Незадолго до смерти отец получил четвертую награду — орден Жукова. Тогда у него и появилась привычка при встрече говорить одну и ту же фразу: "Я стар, часто бываю груб, но всегда думаю о тебе..."

Ночью, вслушиваясь, как гусеницы кромсают шоссе, она спросила:

— Ты быстро привыкаешь?

Он едва не спросил: "К чему?", но промолчал и только дотронулся до нее, пусть даже этот жест и давал какую-то надежду им обоим, он просто хотел, чтобы она помолчала, и, наверное, она поняла.

Когда ему задавали подобный вопрос и выматывали — как зубной болью — любым способом, он всегда только мучился. К чему он не был приспособлен, так это к наивной вере в самого себя. Это не имело ни к кому отношения. Веры у него не было, может быть, немного больше равнодушия, но только не веры в благополучный исход — слишком мало у него оставалось времени для работы, и здесь он уж себе не давал спуска и был честен до конца, потому что перед самим собой ему не было смысла хитрить, слишком долго он боролся со своей зависимостью от женщин, чтобы вот так легко предать себя.

— Я и к стрельбе не мог привыкнуть... — отшутился он.

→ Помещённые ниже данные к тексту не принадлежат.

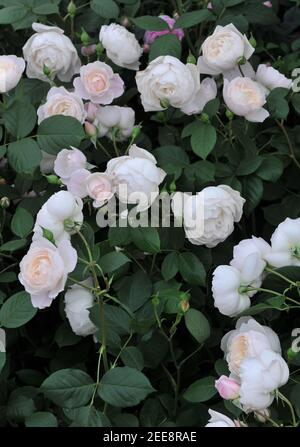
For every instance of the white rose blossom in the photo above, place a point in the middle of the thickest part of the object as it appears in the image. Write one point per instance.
(78, 301)
(11, 70)
(220, 420)
(233, 288)
(100, 187)
(272, 78)
(167, 81)
(136, 177)
(98, 83)
(222, 50)
(209, 216)
(44, 270)
(51, 48)
(121, 46)
(246, 98)
(60, 101)
(255, 245)
(248, 340)
(285, 243)
(61, 214)
(260, 378)
(116, 119)
(67, 161)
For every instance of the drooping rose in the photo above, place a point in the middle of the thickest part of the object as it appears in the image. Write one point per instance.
(61, 102)
(78, 301)
(51, 48)
(246, 97)
(222, 50)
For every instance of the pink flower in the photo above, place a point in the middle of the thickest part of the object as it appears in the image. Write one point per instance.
(100, 188)
(68, 161)
(228, 389)
(44, 270)
(98, 83)
(150, 36)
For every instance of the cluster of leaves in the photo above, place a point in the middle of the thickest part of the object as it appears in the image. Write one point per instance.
(163, 357)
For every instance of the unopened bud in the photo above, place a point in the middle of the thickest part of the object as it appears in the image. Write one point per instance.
(165, 103)
(47, 234)
(172, 187)
(85, 38)
(241, 60)
(125, 22)
(46, 71)
(72, 9)
(155, 300)
(252, 41)
(99, 49)
(205, 118)
(291, 354)
(262, 415)
(146, 48)
(135, 132)
(184, 305)
(53, 179)
(229, 115)
(191, 59)
(90, 129)
(4, 202)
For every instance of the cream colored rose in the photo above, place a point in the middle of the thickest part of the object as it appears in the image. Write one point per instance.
(115, 120)
(221, 50)
(272, 78)
(167, 81)
(245, 97)
(209, 216)
(98, 83)
(121, 46)
(248, 340)
(100, 187)
(136, 176)
(61, 102)
(44, 270)
(49, 47)
(11, 69)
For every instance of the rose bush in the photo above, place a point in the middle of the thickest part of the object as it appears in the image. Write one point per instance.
(149, 213)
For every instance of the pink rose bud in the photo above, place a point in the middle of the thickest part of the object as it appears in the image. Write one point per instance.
(125, 22)
(91, 110)
(88, 50)
(229, 389)
(90, 129)
(151, 36)
(146, 48)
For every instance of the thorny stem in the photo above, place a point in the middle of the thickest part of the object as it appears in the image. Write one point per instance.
(97, 291)
(285, 399)
(290, 145)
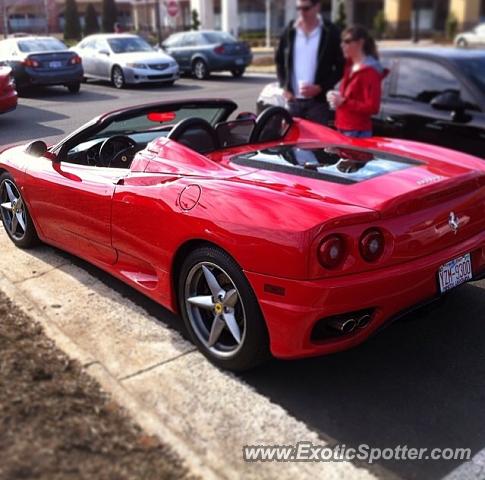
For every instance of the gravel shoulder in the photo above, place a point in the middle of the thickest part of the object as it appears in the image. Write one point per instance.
(57, 423)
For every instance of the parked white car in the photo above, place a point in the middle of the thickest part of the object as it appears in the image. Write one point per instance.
(125, 59)
(472, 38)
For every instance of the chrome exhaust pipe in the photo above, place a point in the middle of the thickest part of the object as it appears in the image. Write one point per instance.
(343, 325)
(363, 321)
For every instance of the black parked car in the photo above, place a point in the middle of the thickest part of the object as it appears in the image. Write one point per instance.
(41, 61)
(206, 51)
(435, 96)
(432, 95)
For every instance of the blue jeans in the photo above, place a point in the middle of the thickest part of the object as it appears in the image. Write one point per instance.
(357, 133)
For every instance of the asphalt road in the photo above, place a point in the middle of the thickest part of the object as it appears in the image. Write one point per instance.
(50, 113)
(419, 383)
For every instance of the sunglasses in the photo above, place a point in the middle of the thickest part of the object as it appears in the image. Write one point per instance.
(304, 8)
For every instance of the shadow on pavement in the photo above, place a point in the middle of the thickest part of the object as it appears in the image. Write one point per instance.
(419, 383)
(149, 87)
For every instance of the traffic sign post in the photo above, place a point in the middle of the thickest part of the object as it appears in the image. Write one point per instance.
(172, 8)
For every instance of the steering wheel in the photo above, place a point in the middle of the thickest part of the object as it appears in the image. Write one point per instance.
(110, 154)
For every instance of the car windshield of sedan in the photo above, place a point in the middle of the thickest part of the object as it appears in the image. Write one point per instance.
(129, 45)
(41, 45)
(474, 68)
(218, 37)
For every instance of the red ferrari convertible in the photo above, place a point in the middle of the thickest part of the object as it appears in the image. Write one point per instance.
(8, 94)
(268, 235)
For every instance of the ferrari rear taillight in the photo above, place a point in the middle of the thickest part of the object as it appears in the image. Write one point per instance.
(371, 245)
(332, 251)
(30, 62)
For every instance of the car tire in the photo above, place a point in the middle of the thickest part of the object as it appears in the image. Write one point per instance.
(118, 77)
(239, 339)
(238, 72)
(74, 87)
(200, 70)
(15, 215)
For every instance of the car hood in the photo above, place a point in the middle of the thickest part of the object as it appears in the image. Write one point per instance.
(142, 57)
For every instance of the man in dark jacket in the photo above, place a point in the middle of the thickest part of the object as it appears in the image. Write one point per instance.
(309, 62)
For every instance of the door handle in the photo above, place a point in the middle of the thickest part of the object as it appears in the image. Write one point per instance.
(393, 121)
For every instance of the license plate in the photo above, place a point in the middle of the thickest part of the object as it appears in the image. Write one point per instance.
(455, 272)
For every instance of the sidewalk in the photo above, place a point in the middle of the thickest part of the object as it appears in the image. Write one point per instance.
(205, 415)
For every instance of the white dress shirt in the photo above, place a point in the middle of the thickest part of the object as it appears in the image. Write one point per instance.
(305, 58)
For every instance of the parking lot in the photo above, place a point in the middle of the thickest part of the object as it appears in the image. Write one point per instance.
(50, 113)
(417, 383)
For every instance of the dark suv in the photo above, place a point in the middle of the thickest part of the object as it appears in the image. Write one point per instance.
(434, 95)
(41, 61)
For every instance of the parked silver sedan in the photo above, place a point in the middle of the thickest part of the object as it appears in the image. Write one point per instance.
(125, 59)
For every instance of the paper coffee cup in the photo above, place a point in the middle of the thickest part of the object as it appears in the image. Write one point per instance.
(301, 84)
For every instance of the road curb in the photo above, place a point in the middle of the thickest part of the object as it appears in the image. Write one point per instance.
(206, 415)
(146, 419)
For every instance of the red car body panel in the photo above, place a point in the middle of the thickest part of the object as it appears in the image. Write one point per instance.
(138, 224)
(8, 94)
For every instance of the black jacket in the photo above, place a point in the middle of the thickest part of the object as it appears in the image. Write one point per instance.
(330, 65)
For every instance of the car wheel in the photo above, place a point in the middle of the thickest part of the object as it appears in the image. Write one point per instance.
(74, 87)
(200, 70)
(238, 72)
(117, 77)
(220, 310)
(15, 216)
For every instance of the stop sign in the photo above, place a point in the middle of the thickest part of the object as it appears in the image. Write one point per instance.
(172, 8)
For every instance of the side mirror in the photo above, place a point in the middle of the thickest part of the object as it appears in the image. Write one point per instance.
(37, 148)
(448, 101)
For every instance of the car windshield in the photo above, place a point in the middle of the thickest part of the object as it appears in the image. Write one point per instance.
(129, 44)
(474, 68)
(145, 122)
(41, 45)
(219, 37)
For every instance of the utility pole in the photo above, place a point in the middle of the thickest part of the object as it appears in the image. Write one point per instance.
(416, 22)
(5, 18)
(268, 24)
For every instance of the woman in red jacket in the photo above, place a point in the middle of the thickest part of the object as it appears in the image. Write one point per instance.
(359, 95)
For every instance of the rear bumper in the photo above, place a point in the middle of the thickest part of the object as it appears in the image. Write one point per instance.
(32, 77)
(8, 102)
(387, 293)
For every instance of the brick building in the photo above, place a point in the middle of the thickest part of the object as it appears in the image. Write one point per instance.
(242, 15)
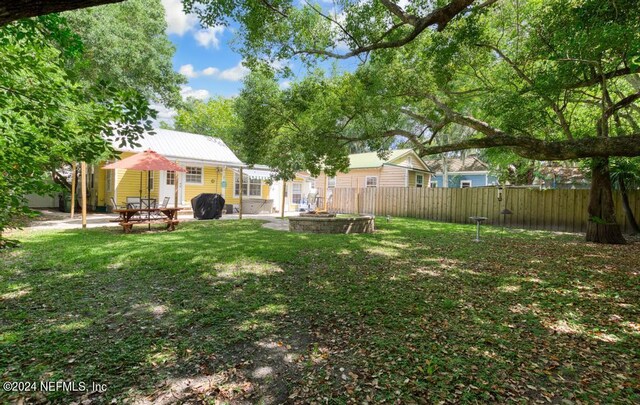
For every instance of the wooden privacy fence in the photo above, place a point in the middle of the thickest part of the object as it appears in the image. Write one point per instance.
(557, 210)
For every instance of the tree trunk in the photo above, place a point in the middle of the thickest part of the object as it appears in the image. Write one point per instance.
(602, 226)
(627, 207)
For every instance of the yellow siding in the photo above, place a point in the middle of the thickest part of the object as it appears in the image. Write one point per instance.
(100, 185)
(211, 183)
(412, 179)
(228, 196)
(127, 183)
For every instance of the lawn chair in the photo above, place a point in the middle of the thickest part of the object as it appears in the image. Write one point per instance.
(159, 215)
(312, 201)
(115, 206)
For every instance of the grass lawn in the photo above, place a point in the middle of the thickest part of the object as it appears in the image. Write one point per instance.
(230, 311)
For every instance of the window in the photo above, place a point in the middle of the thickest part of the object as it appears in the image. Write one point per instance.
(170, 178)
(250, 187)
(296, 193)
(371, 181)
(194, 175)
(109, 180)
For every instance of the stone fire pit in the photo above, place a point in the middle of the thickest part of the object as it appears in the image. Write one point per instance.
(329, 223)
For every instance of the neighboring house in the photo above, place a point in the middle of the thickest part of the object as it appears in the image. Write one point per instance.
(297, 193)
(402, 168)
(558, 176)
(461, 172)
(211, 168)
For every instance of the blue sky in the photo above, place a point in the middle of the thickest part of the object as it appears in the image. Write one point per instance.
(205, 57)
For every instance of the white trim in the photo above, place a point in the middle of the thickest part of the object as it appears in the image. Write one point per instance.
(192, 160)
(247, 196)
(201, 167)
(293, 183)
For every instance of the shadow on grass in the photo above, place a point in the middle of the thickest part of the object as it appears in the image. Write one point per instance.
(232, 311)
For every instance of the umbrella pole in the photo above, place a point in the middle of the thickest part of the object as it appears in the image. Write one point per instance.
(149, 197)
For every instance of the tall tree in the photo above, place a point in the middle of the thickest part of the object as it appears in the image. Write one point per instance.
(16, 9)
(126, 45)
(46, 118)
(215, 117)
(550, 80)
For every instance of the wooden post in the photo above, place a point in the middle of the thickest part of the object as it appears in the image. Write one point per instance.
(284, 193)
(326, 191)
(176, 177)
(357, 195)
(73, 189)
(241, 181)
(83, 180)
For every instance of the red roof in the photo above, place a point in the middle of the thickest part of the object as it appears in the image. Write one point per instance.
(147, 160)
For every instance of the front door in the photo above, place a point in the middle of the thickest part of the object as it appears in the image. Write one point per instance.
(167, 187)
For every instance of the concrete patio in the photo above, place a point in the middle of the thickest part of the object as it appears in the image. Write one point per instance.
(52, 219)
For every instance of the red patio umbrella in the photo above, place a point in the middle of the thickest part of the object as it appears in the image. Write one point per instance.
(146, 161)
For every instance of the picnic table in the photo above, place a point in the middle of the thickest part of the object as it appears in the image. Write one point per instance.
(136, 216)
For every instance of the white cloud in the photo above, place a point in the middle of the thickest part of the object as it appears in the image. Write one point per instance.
(209, 37)
(177, 21)
(285, 84)
(234, 74)
(190, 92)
(210, 71)
(188, 71)
(164, 114)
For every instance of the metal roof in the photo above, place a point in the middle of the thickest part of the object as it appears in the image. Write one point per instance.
(184, 145)
(470, 163)
(371, 159)
(256, 174)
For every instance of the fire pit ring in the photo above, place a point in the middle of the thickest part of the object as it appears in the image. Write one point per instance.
(325, 223)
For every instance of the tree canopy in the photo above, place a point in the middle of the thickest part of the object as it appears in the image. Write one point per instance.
(126, 45)
(46, 117)
(549, 80)
(215, 117)
(16, 9)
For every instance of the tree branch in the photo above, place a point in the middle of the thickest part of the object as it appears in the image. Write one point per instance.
(537, 149)
(439, 18)
(12, 10)
(554, 106)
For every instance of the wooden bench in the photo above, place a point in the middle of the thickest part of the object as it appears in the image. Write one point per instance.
(171, 224)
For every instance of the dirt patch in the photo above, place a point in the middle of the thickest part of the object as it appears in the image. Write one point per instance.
(261, 371)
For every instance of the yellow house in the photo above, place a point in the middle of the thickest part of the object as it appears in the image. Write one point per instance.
(403, 168)
(211, 168)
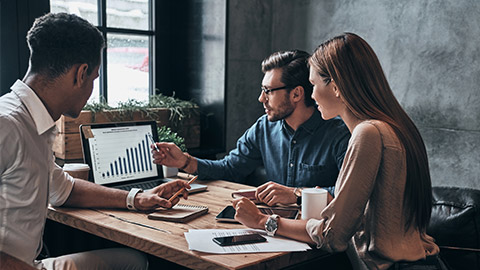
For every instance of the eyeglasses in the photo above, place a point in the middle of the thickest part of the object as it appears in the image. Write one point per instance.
(268, 91)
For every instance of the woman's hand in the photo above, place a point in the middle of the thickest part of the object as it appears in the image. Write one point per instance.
(248, 214)
(159, 195)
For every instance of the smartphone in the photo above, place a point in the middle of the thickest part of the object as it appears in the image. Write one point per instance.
(239, 239)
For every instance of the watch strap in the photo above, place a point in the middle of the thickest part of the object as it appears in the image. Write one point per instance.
(268, 227)
(131, 198)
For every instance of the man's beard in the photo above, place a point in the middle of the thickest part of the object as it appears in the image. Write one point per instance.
(283, 111)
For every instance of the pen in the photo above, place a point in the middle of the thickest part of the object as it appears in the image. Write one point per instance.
(182, 189)
(153, 141)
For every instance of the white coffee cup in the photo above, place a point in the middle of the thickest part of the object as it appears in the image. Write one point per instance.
(313, 202)
(77, 170)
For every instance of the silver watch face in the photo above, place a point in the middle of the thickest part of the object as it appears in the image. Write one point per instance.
(271, 225)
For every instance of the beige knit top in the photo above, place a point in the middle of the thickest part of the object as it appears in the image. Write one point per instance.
(367, 210)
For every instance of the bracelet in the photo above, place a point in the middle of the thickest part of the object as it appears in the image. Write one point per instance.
(131, 198)
(187, 162)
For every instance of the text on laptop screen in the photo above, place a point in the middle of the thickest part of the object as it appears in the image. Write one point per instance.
(121, 154)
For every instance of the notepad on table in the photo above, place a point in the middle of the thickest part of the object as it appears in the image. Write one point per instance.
(179, 213)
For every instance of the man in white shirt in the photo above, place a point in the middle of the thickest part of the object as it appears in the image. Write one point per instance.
(64, 62)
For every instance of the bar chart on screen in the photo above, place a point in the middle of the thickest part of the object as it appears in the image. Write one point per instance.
(121, 153)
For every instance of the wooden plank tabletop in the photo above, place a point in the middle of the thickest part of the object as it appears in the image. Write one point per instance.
(166, 239)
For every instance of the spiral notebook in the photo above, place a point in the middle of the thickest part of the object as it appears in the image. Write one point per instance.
(179, 213)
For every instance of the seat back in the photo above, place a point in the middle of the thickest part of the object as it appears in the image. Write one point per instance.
(455, 225)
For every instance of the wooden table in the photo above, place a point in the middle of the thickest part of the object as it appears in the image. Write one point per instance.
(166, 239)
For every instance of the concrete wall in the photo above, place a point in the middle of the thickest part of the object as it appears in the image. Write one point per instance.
(429, 51)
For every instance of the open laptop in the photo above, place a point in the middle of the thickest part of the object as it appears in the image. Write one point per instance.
(119, 155)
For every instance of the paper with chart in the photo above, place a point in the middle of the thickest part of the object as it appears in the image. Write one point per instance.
(201, 240)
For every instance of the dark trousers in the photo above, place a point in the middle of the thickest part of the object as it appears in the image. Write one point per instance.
(429, 263)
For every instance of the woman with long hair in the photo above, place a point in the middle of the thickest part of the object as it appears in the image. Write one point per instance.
(383, 196)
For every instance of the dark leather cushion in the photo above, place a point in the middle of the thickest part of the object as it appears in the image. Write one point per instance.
(455, 222)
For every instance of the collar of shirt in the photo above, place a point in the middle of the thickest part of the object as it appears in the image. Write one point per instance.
(310, 125)
(41, 117)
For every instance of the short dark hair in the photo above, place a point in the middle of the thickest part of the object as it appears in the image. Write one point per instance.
(59, 41)
(295, 70)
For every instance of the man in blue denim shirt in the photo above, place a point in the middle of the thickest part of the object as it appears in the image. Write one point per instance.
(292, 141)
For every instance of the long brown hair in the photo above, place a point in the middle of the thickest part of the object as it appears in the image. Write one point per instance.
(350, 62)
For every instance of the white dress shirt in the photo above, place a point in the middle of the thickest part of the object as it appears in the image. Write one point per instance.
(29, 177)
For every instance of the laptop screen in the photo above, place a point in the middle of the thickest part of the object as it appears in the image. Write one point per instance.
(118, 153)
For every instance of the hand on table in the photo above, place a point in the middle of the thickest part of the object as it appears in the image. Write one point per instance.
(248, 214)
(169, 155)
(159, 195)
(272, 193)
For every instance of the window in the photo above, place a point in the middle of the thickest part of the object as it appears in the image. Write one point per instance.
(127, 62)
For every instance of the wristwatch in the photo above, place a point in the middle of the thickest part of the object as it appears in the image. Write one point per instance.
(131, 198)
(271, 225)
(298, 194)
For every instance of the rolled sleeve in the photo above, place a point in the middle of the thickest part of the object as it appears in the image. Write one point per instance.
(61, 185)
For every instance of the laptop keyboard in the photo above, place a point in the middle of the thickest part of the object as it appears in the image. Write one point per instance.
(144, 185)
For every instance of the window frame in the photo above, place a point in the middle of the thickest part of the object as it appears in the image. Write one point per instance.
(150, 34)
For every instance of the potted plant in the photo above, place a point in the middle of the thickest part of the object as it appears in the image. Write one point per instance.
(165, 134)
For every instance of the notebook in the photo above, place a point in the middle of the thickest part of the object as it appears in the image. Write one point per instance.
(179, 213)
(119, 155)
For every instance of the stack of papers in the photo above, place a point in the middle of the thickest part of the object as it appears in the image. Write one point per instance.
(201, 240)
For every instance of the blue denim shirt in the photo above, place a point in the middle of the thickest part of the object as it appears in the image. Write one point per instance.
(310, 156)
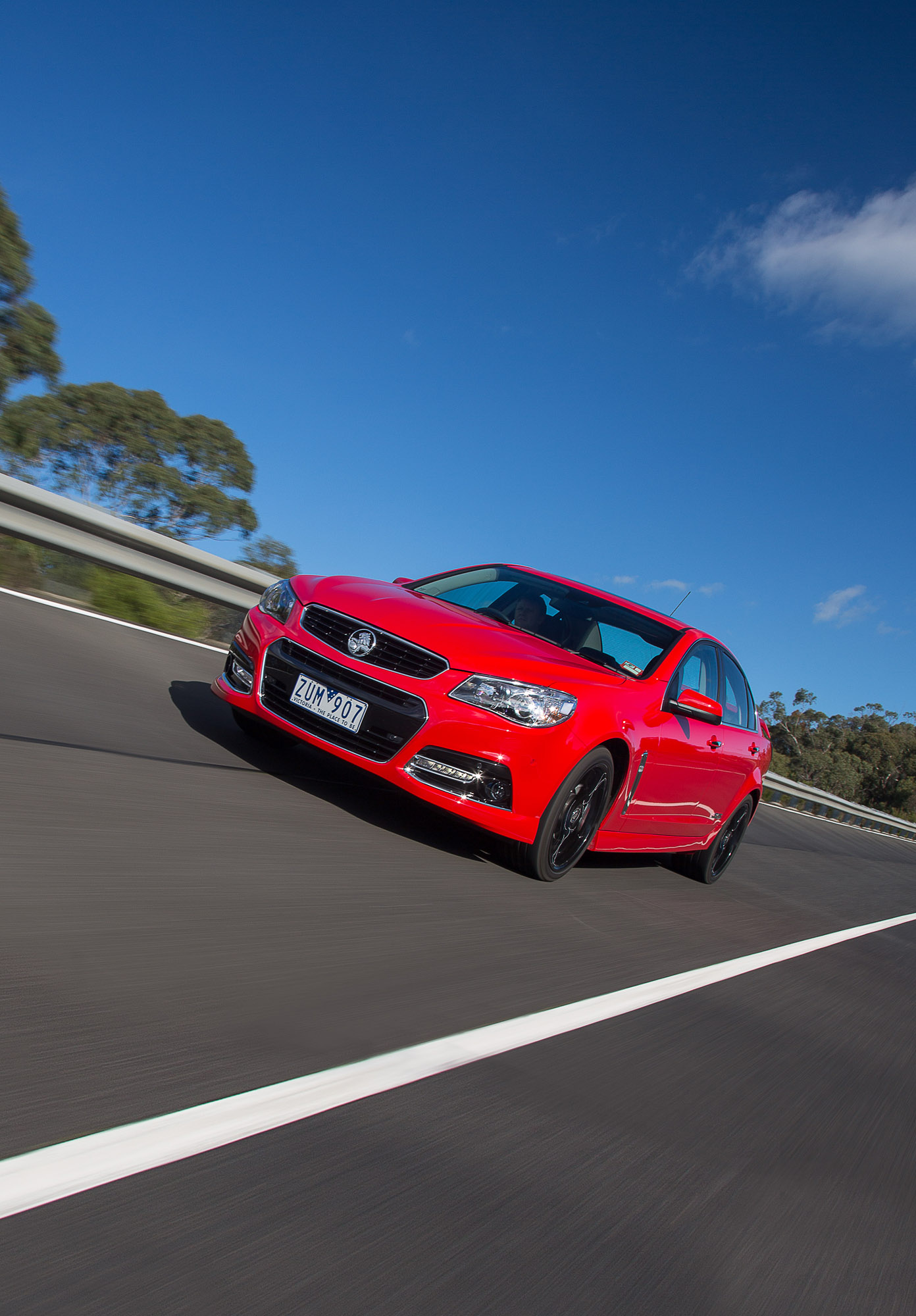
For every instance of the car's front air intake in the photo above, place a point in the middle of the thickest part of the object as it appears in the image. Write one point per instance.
(336, 630)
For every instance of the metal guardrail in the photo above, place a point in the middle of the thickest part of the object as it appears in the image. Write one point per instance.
(807, 799)
(70, 527)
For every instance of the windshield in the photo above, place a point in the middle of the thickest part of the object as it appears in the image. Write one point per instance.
(607, 634)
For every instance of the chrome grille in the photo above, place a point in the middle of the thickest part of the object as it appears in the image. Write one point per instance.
(336, 628)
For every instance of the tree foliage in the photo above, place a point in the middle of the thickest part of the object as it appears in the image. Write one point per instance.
(127, 451)
(270, 555)
(868, 757)
(27, 330)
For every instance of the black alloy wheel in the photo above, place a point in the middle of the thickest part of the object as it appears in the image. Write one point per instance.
(709, 865)
(571, 823)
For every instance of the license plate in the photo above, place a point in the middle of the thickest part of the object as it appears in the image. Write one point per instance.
(328, 703)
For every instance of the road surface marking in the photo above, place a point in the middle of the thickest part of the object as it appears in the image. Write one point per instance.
(115, 622)
(60, 1172)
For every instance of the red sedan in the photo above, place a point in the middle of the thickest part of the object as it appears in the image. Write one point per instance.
(559, 717)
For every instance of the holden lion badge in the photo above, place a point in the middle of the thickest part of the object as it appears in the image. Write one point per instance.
(361, 643)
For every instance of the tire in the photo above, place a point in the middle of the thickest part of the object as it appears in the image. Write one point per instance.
(709, 865)
(571, 822)
(259, 730)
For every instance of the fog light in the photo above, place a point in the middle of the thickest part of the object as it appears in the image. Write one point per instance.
(242, 678)
(465, 776)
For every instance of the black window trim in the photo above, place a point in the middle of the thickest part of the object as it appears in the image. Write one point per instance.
(697, 644)
(752, 706)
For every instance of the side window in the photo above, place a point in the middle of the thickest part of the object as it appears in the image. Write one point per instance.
(736, 705)
(698, 672)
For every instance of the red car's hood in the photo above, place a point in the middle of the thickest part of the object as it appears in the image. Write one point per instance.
(471, 643)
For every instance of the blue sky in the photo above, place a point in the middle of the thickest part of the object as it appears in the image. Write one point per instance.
(622, 291)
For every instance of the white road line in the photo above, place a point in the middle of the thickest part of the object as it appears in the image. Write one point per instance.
(60, 1172)
(114, 622)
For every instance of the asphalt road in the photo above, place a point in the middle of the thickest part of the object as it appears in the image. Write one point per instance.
(186, 915)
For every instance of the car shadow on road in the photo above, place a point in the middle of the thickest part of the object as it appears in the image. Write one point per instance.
(332, 780)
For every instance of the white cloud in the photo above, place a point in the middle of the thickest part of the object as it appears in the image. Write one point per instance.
(840, 607)
(853, 269)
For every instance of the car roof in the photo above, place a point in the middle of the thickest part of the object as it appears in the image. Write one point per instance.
(574, 585)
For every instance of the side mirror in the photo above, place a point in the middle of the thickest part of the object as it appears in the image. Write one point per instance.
(694, 705)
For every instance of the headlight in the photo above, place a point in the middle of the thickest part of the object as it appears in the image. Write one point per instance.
(532, 706)
(278, 601)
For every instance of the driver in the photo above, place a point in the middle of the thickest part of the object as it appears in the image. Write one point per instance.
(530, 613)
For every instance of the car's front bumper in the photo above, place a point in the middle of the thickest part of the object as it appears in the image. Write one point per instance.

— Каждую ночь... — прошептала она, вглядываясь в тревожную темноту за окнами. Он так и не понял, было ли это замешательством или минутной слабостью. — Я знаю... — произнесла она, помолчав так, что он почти догадался, о чем она спросит. — Кем ты был?

— Майджи, — сказал он, — майор медицинской...

— Ты воевал?

— Торчал в госпитале, потом убегал...

Человек фиксирует не время, а последствия его. Все его военное прошлое было единым большим комом, вычленить из которого он ничего не мог. Оно было так свежо, что он не мог, еще не мог сделать выводы о нем.

— Ты не хочешь, чтобы я тебя жалела?

— Нет, — ответил он, — не хочу...

— А я хочу, — заявила она вдруг упрямо.

Его плачущая женщина? Он подумал, что не хочет привыкать ни к ней, ни к звукам ее улицы за окном, потому что знал о себе, что потом теряет чувство опасности и способен сделать глупость, а делать глупость совершенно не входило в его планы. Мало ли он наделал их в своей жизни. Два его первых романа тоже были глупостью, хотя и принесли славу, но он не чувствовал, что изменился и стал мэтром — наверное, единственное, чего он боялся, — изменить самому себе даже в этой стране, где всем на все наплевать, где все давалось и делается большим трудом и многое зависело от случайностей или просто от связей. Писатель всегда живет в ожидании. Только чего? Иллюзий? Слава тоже случайность. В свете уличных фонарей Изюминка-Ю выглядела совсем по-другому. "Ночь не такая, как день", — думал он, закрыв глаза, и снова вспомнил о сыне, а потом о Гане. Когда у тебя кто-то умирает, ты кромсаешь себя всю жизнь. Ты можешь делать вид, что хорош для этой жизни, удачлив и любим, но на самом деле ни что не годен. Ожидания не оправдываются, потому что нечего ждать, все уже сбылось.